To analyze all replicas together (useful for molecular complexes), ensure each has unique residue IDs with no overlap. ProLint will then process them collectively without requiring the replica parameter.

The contacts object stores all detected contacts and provides methods for analysis.

Step 3: Explore Contacts and Run Analyses

Explore the raw contact data before running analyses:

# Access frame-level contact data
# Structure: {query_resid: {database_resid: [frame_indices]}}
contact_frames = contacts.contact_frames

# See which lipids contact residue 42
if 42 in contact_frames:
    for lipid_id, frames in contact_frames[42].items():
        print(f"Residue 42 contacts lipid {lipid_id} in {len(frames)} frames")

# Access aggregated durations
# Structure: {query_resid: {lipid_type: {database_resid: [durations]}}}
contact_durations = contacts.contacts

# Quick metric computation
occupancy = contacts.compute_metric("occupancy", target_resname="CHOL")
for resid in [42, 43, 46]:
    if resid in occupancy and 'CHOL' in occupancy[resid]:
        occ = occupancy[resid]['CHOL']['global']
        print(f"Residue {resid} CHOL occupancy: {occ:.1%}")
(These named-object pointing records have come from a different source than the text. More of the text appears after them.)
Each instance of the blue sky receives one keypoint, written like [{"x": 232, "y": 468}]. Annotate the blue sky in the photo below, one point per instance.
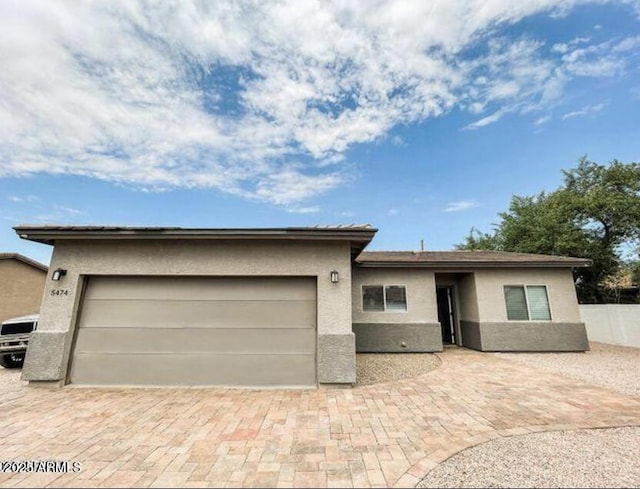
[{"x": 422, "y": 120}]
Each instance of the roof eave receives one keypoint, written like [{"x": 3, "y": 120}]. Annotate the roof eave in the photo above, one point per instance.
[
  {"x": 26, "y": 260},
  {"x": 467, "y": 265},
  {"x": 359, "y": 238}
]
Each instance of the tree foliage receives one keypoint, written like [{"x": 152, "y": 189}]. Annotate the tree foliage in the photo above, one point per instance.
[{"x": 594, "y": 214}]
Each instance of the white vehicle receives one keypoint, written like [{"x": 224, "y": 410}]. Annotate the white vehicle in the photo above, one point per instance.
[{"x": 14, "y": 338}]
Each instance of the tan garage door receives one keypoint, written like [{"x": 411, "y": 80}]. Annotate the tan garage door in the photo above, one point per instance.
[{"x": 196, "y": 331}]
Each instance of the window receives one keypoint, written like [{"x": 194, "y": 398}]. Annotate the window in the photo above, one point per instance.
[
  {"x": 391, "y": 298},
  {"x": 527, "y": 302}
]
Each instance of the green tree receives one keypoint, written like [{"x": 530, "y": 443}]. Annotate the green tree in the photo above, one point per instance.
[{"x": 595, "y": 214}]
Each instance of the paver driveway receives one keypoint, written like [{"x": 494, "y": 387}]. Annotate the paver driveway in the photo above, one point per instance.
[{"x": 381, "y": 435}]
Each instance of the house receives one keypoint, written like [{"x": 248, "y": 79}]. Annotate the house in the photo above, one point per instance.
[
  {"x": 278, "y": 307},
  {"x": 21, "y": 285}
]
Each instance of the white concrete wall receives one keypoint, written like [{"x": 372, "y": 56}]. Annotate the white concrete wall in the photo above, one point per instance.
[{"x": 616, "y": 324}]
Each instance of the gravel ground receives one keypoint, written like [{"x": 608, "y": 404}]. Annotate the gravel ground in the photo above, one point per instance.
[
  {"x": 615, "y": 367},
  {"x": 374, "y": 368},
  {"x": 585, "y": 458}
]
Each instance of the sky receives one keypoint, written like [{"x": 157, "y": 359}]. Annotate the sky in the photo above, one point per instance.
[{"x": 419, "y": 118}]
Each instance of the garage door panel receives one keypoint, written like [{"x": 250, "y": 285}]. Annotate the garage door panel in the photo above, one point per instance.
[
  {"x": 195, "y": 314},
  {"x": 145, "y": 340},
  {"x": 194, "y": 369},
  {"x": 243, "y": 331},
  {"x": 202, "y": 288}
]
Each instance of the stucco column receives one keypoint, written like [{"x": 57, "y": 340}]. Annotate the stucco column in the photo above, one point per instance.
[{"x": 336, "y": 340}]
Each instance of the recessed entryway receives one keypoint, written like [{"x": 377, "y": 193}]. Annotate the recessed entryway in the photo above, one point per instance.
[{"x": 446, "y": 314}]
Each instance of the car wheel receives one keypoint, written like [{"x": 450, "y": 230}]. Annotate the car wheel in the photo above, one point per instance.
[{"x": 12, "y": 360}]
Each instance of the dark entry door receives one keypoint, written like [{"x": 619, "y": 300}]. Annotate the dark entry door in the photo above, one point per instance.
[{"x": 445, "y": 314}]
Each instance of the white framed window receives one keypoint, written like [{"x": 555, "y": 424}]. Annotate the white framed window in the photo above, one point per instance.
[
  {"x": 527, "y": 303},
  {"x": 384, "y": 298}
]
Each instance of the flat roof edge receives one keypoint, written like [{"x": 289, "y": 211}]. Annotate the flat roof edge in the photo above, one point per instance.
[
  {"x": 50, "y": 234},
  {"x": 470, "y": 265},
  {"x": 24, "y": 259}
]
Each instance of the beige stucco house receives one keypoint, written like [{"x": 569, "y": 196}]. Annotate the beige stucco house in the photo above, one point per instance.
[
  {"x": 21, "y": 285},
  {"x": 285, "y": 307}
]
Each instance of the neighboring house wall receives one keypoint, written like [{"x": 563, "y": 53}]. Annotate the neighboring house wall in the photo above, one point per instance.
[
  {"x": 49, "y": 349},
  {"x": 21, "y": 287},
  {"x": 615, "y": 324},
  {"x": 493, "y": 332},
  {"x": 416, "y": 330}
]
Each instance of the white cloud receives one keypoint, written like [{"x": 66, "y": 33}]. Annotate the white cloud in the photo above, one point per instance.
[
  {"x": 304, "y": 210},
  {"x": 259, "y": 99},
  {"x": 23, "y": 198},
  {"x": 485, "y": 121},
  {"x": 588, "y": 109},
  {"x": 461, "y": 205},
  {"x": 542, "y": 120}
]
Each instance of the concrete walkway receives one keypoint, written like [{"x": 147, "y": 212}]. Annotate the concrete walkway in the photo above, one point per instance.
[{"x": 381, "y": 435}]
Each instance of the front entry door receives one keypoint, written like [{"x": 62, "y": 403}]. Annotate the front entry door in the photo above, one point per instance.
[{"x": 445, "y": 314}]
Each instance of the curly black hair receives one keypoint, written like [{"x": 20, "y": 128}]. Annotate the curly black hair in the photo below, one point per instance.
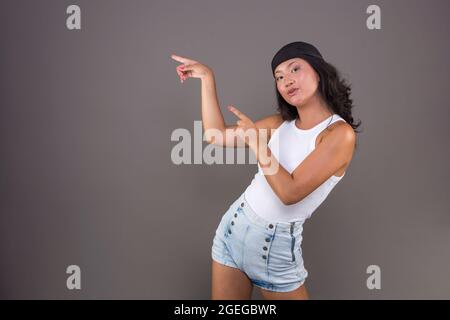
[{"x": 333, "y": 89}]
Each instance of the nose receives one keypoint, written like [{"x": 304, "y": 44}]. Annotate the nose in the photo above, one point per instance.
[{"x": 287, "y": 82}]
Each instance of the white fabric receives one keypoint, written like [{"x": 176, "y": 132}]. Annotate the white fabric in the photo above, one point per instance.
[{"x": 290, "y": 145}]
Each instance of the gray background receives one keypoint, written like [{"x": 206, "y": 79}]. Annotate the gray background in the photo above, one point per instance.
[{"x": 86, "y": 119}]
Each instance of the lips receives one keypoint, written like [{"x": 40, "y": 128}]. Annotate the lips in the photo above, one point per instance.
[{"x": 292, "y": 91}]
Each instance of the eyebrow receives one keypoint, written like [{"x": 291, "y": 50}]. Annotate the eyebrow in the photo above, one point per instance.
[{"x": 288, "y": 66}]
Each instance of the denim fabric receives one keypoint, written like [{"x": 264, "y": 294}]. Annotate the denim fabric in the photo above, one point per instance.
[{"x": 269, "y": 253}]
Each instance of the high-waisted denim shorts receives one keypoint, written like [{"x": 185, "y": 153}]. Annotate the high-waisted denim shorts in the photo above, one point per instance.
[{"x": 269, "y": 253}]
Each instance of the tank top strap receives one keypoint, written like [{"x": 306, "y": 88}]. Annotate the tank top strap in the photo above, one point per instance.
[{"x": 334, "y": 118}]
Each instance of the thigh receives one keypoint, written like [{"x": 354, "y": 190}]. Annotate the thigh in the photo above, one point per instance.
[
  {"x": 298, "y": 294},
  {"x": 229, "y": 283}
]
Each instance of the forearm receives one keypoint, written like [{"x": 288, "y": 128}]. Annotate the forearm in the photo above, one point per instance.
[
  {"x": 212, "y": 117},
  {"x": 278, "y": 178}
]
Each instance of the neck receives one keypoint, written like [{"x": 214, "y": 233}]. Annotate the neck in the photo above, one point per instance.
[{"x": 312, "y": 112}]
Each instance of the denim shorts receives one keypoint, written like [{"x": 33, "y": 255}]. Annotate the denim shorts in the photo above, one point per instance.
[{"x": 269, "y": 253}]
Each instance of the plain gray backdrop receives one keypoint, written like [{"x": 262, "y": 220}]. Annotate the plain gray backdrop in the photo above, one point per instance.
[{"x": 86, "y": 175}]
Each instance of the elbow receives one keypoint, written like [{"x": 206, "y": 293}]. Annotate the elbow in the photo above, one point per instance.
[{"x": 291, "y": 198}]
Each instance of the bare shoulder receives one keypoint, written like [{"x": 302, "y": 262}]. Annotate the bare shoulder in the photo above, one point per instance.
[{"x": 340, "y": 131}]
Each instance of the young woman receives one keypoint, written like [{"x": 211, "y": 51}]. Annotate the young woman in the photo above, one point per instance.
[{"x": 258, "y": 240}]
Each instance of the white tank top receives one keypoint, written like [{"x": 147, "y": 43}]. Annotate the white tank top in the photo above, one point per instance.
[{"x": 290, "y": 145}]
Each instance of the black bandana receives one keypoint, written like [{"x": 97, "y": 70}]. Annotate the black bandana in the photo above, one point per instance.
[{"x": 292, "y": 50}]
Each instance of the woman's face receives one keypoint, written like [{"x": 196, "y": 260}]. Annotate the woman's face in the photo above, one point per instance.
[{"x": 296, "y": 81}]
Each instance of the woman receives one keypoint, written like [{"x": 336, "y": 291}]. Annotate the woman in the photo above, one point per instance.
[{"x": 258, "y": 241}]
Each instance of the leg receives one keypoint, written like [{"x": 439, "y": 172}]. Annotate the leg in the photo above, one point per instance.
[
  {"x": 297, "y": 294},
  {"x": 229, "y": 283}
]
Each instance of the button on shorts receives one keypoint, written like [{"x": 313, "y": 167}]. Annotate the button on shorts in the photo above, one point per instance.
[{"x": 269, "y": 253}]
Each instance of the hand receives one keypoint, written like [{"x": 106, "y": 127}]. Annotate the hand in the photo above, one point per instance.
[
  {"x": 190, "y": 68},
  {"x": 246, "y": 129}
]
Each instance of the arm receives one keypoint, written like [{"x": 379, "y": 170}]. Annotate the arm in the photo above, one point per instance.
[
  {"x": 332, "y": 153},
  {"x": 216, "y": 131}
]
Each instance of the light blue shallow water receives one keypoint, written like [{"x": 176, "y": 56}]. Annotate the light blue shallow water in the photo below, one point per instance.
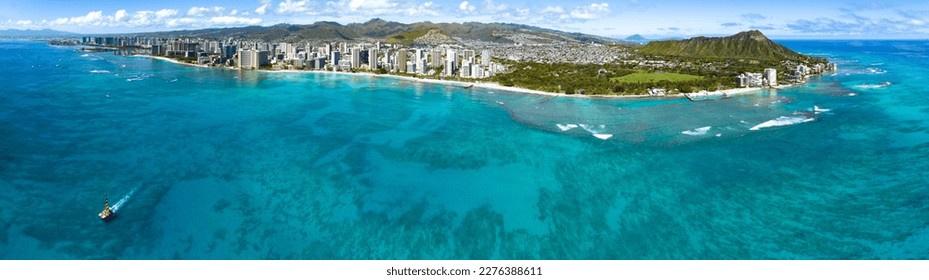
[{"x": 230, "y": 165}]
ProLint provides nine built-in analysis types, each returning a result object with a data property containing the output. Here we demonstrate the timeseries analysis; see the Analyses and Visualizations Tutorial for all available analyses.

Time Series

Track contact counts over time:

# Contact counts per frame for each residue
ts_result = contacts.analyze(
    "timeseries",
    database_type="CHOL"
)

# Access the data
print(f"Residues analyzed: {len(ts_result.data['query_residues'])}")
print(f"Frames analyzed: {len(ts_result.data['frames'])}")

Step 4: Create Visualizations

Use the plot() function to visualize results.

from prolint.plotting import plot, apply_prolint_style

# Apply consistent styling
apply_prolint_style()

# Contact heatmap
fig, ax = plot(
    "heatmap",
    ts_result,
    colorscheme="prolint",
    max_display_cols=2000,
    title="CHOL Contacts Over Time"
)
fig.savefig("chol_contacts.png", dpi=150, bbox_inches="tight")

Complete Example Script

The following script combines all steps into a single workflow:

#!/usr/bin/env python
"""Basic ProLint workflow."""

import logging
from prolint import Universe, setup_logging
from prolint.plotting import plot, apply_prolint_style

# Setup
setup_logging(level=logging.INFO)
apply_prolint_style()

# Load simulation
universe = Universe("system.gro", "trajectory.xtc")
print(f"Loaded {universe.trajectory.n_frames} frames")
print(f"Database types: {universe.database.unique_resnames}")

# Compute contacts
contacts = universe.compute_contacts(cutoff=7.0)

# Run timeseries analysis
ts_result = contacts.analyze("timeseries", database_type="CHOL")

# Visualize
fig, ax = plot("heatmap", ts_result, title="CHOL Contacts Over Time")
fig.savefig("chol_contacts.png", dpi=150)
print("Saved chol_contacts.png")